Khusus mengenai tantangan yang akan dihadapi calon tenaga kerja saat ini, Joerres menganalogikan pekerjaan seorang Webmaster. Dulu pekerjaan tersebutnya adalah jenis pekerjaan yang 'cukup panas', namun kini dengan menggunakan software khusus kita bisa membuat situs Web dengan mudah. Sehingga keterampilan yang dulu dianggap signifikan kini di hadapan pasar seolah-olah begitu rendah. Banyak pekerjaan, ujarnya yang asalnya merupakan pekerjaan kelas 'panas' menjadi 'dingin' secepat perubahan siklus produk perubahan. Kalau dulu siklusnya adalah tiga tahun, sekarang sudah menjadi sembilan bulan. Setiap perusahaan tentu mempunyai keputusan masing-masing dalam menentukan siklusnya.
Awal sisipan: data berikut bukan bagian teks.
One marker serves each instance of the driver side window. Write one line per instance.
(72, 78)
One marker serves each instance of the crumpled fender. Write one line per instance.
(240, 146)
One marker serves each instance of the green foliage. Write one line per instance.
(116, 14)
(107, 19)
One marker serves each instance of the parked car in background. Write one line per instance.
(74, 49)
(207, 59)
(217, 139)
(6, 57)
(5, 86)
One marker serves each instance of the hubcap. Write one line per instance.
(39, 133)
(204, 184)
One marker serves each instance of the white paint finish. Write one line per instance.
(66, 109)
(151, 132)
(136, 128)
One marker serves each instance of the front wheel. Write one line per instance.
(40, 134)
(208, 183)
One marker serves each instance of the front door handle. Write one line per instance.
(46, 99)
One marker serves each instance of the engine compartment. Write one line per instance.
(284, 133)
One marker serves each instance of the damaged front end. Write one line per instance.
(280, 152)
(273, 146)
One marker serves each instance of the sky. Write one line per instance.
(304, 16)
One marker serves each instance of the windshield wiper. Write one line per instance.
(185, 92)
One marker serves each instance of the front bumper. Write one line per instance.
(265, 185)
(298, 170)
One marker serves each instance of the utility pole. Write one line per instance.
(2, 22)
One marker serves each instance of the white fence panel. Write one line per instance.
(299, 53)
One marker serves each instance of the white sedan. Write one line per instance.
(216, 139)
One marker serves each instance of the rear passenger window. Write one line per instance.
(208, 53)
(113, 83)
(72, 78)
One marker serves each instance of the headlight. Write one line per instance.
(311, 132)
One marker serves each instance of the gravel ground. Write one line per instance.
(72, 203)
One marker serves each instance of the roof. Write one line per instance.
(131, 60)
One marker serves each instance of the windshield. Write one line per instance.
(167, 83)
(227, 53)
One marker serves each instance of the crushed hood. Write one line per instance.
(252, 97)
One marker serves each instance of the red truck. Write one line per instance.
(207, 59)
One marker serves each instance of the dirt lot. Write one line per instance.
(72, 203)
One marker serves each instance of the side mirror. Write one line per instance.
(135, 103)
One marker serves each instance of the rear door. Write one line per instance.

Oleh karena itu, untuk meningkatkan skill tenaga kerjanya perusahaan besar melakukan pelatihan. Namun sekarang, seperti yang dituturkannya, perusahaan tidak lagi berkata, "Take four weeks off and go to our training school in Pasadena (Ambillah empat minggu off dan pergi ke sekolah pelatihan kami di Pasadena)". Tidak lagi seperti itu. Namun kini perusahaan mengefisienkannya dengan cara pelatihan diselenggarakan pada malam hari, akhir pekan, ataupun selama makan siang.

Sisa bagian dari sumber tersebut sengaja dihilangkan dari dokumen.